Monday, May 21, 2012

Leonardo da Vinci Describes Pinhole Projection

After watching the eclipse yesterday, I was intrigued by the history of observing pinhole projections. I mentioned Aristotle, who said "sunlight travelling through small openings between the leaves of a tree, the holes of a sieve, the openings wickerwork, and even interlaced fingers will create circular patches of light on the ground." We observed this -- see the four little crescent projections of the partially obscured sun:


Many other scientists (or natural philosophers) of early times also discussed various types of pinhole projections. Da Vinci wrote, in Codex Atlanticus:
"I say that the front of a building -- or any open plazza or field  -- which is illuminated by the sun has a dwelling opposite to it, and if, in the front which does not face the sun; you make a small round hole, all the illuminated objects will project their images through that hole and be visible inside the dwelling on the opposite wall which should be made white; and there, in fact, they will be upside down, and if you make similar openings in several places in the same wall you will have the same result from each.
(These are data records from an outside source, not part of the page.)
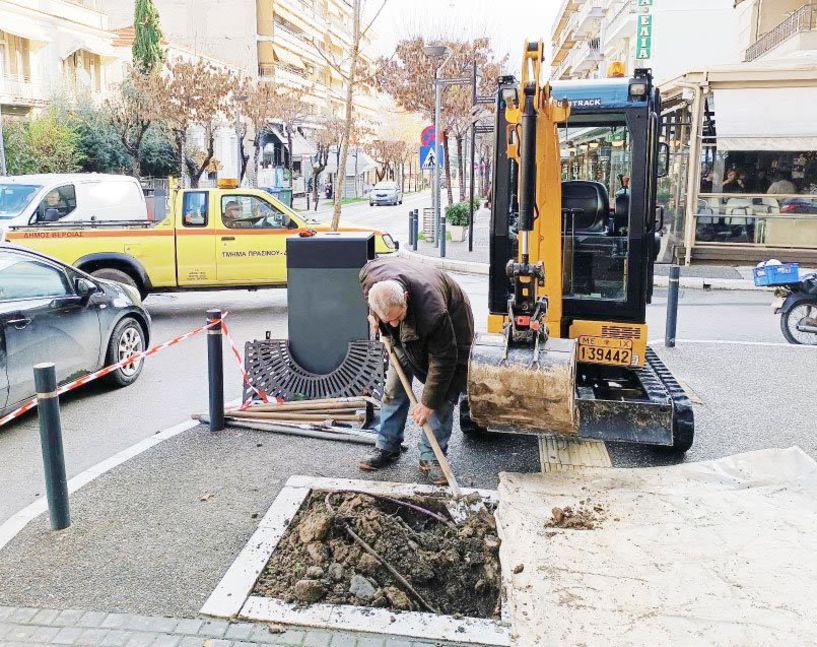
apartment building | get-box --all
[0,0,121,116]
[551,0,742,81]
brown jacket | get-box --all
[360,256,474,409]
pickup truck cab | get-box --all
[5,188,397,297]
[0,173,148,229]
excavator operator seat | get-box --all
[562,180,610,235]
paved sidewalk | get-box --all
[0,607,440,647]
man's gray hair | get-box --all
[369,279,406,316]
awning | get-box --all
[273,47,306,70]
[59,35,116,60]
[714,87,817,151]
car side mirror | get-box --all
[74,276,99,299]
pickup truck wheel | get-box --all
[91,267,147,299]
[105,317,145,387]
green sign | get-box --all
[635,13,652,60]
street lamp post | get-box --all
[423,45,472,257]
[0,106,6,175]
[233,94,247,184]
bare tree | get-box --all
[105,68,159,177]
[378,37,505,204]
[273,90,312,196]
[313,0,386,231]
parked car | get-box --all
[369,181,403,207]
[0,173,148,229]
[0,243,150,415]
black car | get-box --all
[0,243,150,415]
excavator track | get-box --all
[576,348,695,452]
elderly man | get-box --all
[359,257,474,485]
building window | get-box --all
[64,49,102,92]
[0,31,31,81]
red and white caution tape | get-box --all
[0,313,227,427]
[221,320,269,409]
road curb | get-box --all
[399,249,774,292]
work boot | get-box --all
[419,460,448,485]
[357,447,400,472]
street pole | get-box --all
[468,61,477,252]
[434,77,445,258]
[0,106,6,175]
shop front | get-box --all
[659,56,817,265]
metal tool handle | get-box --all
[381,336,462,498]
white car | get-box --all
[369,180,403,207]
[0,173,148,230]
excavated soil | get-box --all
[254,491,500,618]
[545,501,605,530]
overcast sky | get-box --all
[364,0,561,69]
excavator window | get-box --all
[559,114,632,301]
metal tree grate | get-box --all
[244,339,388,401]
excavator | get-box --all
[460,42,694,452]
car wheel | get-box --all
[91,267,147,299]
[105,317,145,387]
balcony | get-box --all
[744,4,817,63]
[601,0,636,51]
[573,0,604,39]
[571,38,604,78]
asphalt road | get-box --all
[0,194,813,522]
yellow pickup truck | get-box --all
[5,188,397,297]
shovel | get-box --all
[381,336,487,524]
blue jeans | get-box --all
[376,364,454,461]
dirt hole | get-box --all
[253,491,500,618]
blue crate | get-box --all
[752,263,800,287]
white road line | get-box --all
[0,400,241,550]
[647,339,817,350]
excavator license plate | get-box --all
[579,335,633,366]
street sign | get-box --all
[635,13,652,61]
[420,146,445,171]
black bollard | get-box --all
[34,362,71,530]
[207,310,224,431]
[664,265,681,348]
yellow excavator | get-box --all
[460,42,694,452]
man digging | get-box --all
[358,257,474,485]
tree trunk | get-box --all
[443,132,454,205]
[331,0,361,231]
[457,135,465,202]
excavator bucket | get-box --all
[468,333,579,434]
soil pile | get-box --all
[545,501,604,530]
[254,492,500,618]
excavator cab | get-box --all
[461,43,694,451]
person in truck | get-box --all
[358,257,474,485]
[223,200,252,229]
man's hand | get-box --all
[411,402,434,427]
[368,314,380,337]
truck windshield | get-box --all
[0,184,42,220]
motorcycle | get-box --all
[772,273,817,346]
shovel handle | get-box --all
[381,337,462,497]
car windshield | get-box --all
[0,184,42,220]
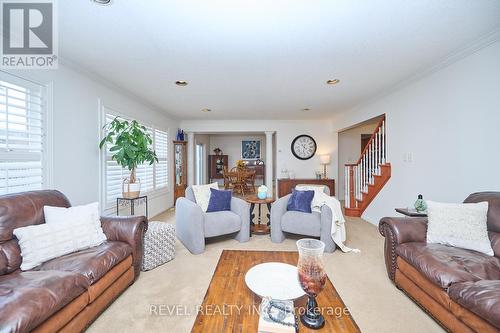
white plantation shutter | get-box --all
[105,113,168,207]
[0,72,46,194]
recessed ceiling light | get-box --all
[92,0,112,6]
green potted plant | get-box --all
[99,117,158,198]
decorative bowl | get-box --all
[245,262,304,301]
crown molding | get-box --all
[59,57,180,121]
[336,27,500,119]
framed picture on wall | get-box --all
[241,140,260,160]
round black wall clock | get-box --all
[291,134,316,160]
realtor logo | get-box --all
[0,0,58,69]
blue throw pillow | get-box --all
[207,188,233,213]
[286,189,314,213]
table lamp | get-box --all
[319,154,331,179]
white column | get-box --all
[187,132,195,186]
[265,132,274,193]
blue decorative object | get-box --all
[207,188,233,213]
[415,194,427,213]
[286,189,314,213]
[241,140,260,160]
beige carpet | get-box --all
[89,211,443,333]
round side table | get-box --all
[245,195,275,236]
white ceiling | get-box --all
[59,0,500,119]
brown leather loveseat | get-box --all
[379,192,500,333]
[0,191,147,332]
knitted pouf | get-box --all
[142,222,176,271]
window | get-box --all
[104,112,168,208]
[0,72,47,194]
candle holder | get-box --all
[297,238,326,329]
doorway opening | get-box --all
[195,143,205,185]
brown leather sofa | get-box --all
[0,191,147,332]
[379,192,500,333]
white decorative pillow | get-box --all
[14,221,106,271]
[192,183,219,212]
[427,201,493,256]
[43,202,106,239]
[43,202,101,225]
[295,184,328,213]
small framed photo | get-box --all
[241,140,260,160]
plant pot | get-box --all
[122,178,141,199]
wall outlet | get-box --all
[403,152,413,163]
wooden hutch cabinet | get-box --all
[174,141,187,202]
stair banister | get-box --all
[344,116,391,216]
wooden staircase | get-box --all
[344,116,391,217]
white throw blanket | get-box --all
[295,185,361,252]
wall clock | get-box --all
[291,134,316,160]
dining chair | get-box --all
[245,170,256,193]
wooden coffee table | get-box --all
[244,194,276,236]
[191,250,361,333]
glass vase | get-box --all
[297,238,326,329]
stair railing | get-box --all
[344,116,387,208]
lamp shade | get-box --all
[319,154,331,164]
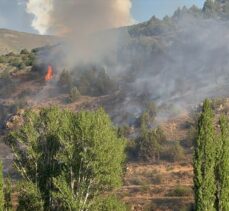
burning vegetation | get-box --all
[45,65,53,81]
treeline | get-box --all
[193,100,229,211]
[0,108,126,211]
[128,0,229,37]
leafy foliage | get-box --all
[0,162,4,211]
[17,182,43,211]
[10,108,125,210]
[217,116,229,210]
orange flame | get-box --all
[45,65,53,81]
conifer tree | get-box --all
[193,100,217,211]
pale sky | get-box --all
[0,0,204,33]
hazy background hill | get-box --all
[0,29,58,55]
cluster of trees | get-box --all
[59,65,117,100]
[4,108,126,211]
[119,103,186,162]
[0,49,35,70]
[193,100,229,211]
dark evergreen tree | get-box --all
[193,100,217,211]
[217,116,229,211]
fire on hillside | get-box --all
[45,65,53,81]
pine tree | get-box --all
[218,116,229,210]
[193,100,217,211]
[0,162,4,211]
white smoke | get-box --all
[26,0,53,34]
[27,0,133,36]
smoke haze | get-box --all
[27,0,133,37]
[27,0,229,122]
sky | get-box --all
[0,0,204,33]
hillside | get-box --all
[0,29,58,55]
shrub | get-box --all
[91,196,127,211]
[69,87,80,103]
[20,49,29,54]
[58,70,73,91]
[17,182,43,211]
[4,178,13,211]
[167,185,193,197]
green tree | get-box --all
[9,108,125,211]
[0,162,4,211]
[52,110,125,210]
[9,108,71,209]
[218,116,229,210]
[193,100,217,211]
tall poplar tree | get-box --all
[0,162,4,211]
[193,100,216,211]
[218,116,229,210]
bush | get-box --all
[58,70,72,92]
[4,178,13,211]
[167,185,193,197]
[69,87,80,103]
[91,196,127,211]
[20,49,29,54]
[76,68,117,96]
[17,182,43,211]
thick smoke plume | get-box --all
[27,0,133,36]
[27,0,229,122]
[27,0,133,67]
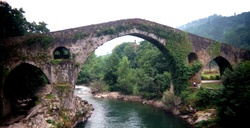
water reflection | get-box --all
[75,86,188,128]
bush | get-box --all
[218,61,250,127]
[195,87,221,109]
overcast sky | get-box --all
[4,0,250,54]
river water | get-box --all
[75,86,189,128]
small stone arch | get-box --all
[2,63,50,116]
[53,46,70,59]
[188,52,198,64]
[213,56,233,76]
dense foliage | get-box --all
[218,61,250,127]
[0,1,49,39]
[78,41,200,99]
[179,12,250,49]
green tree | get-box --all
[103,53,120,91]
[218,61,250,127]
[117,56,134,94]
[0,1,49,39]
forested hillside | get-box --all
[178,12,250,50]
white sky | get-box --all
[3,0,250,55]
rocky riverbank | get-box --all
[0,85,94,128]
[92,92,216,127]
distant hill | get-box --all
[178,12,250,50]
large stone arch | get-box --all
[70,29,167,73]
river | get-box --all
[75,86,189,128]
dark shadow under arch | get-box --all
[188,52,198,63]
[53,47,70,59]
[214,56,233,76]
[3,63,49,118]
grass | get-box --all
[201,83,224,89]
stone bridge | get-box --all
[0,19,250,116]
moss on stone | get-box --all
[208,41,221,58]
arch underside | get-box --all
[3,63,49,116]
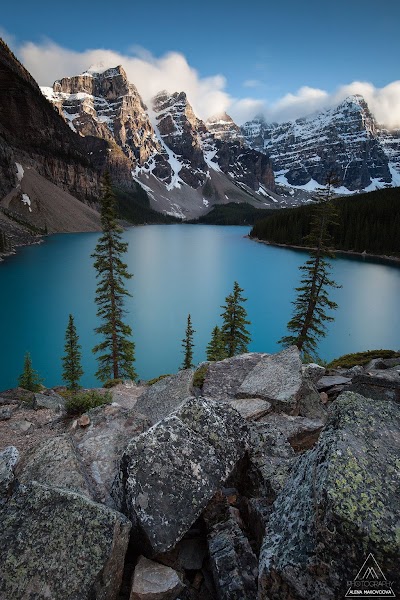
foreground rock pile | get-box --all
[0,347,400,600]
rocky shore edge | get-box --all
[0,347,400,600]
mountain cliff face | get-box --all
[206,113,244,144]
[0,42,99,200]
[242,95,400,192]
[42,66,170,178]
[42,66,280,218]
[153,91,207,188]
[0,40,106,252]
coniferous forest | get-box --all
[250,188,400,256]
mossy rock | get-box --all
[326,350,400,369]
[193,363,209,389]
[259,392,400,600]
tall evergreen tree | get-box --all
[221,281,251,356]
[62,315,83,392]
[182,314,196,369]
[206,325,227,361]
[18,352,43,392]
[279,175,340,356]
[92,173,136,382]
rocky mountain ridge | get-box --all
[42,66,280,218]
[0,347,400,600]
[241,95,400,194]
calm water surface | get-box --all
[0,225,400,390]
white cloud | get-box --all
[243,79,262,87]
[13,41,400,127]
[228,81,400,128]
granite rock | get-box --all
[258,392,400,600]
[0,446,19,505]
[19,434,95,499]
[129,556,185,600]
[203,352,269,401]
[135,369,194,424]
[114,398,248,555]
[0,483,131,600]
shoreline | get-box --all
[245,235,400,265]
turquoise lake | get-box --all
[0,225,400,390]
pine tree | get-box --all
[279,175,341,357]
[92,173,136,382]
[62,315,83,392]
[18,352,43,392]
[206,325,227,361]
[182,314,196,369]
[221,281,251,356]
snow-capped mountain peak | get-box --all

Hence the images of the illuminated objects are all everywhere on this wall and all in each minutest part of it. The reason, as we clearly know, is that this hole must admit some light to the said dwelling, and the light admitted by it is derived from one or many luminous bidoes. If these bodies are of various colors and shapes the rays forming the images are of various colors and shapes, and so will the representations be on the wall."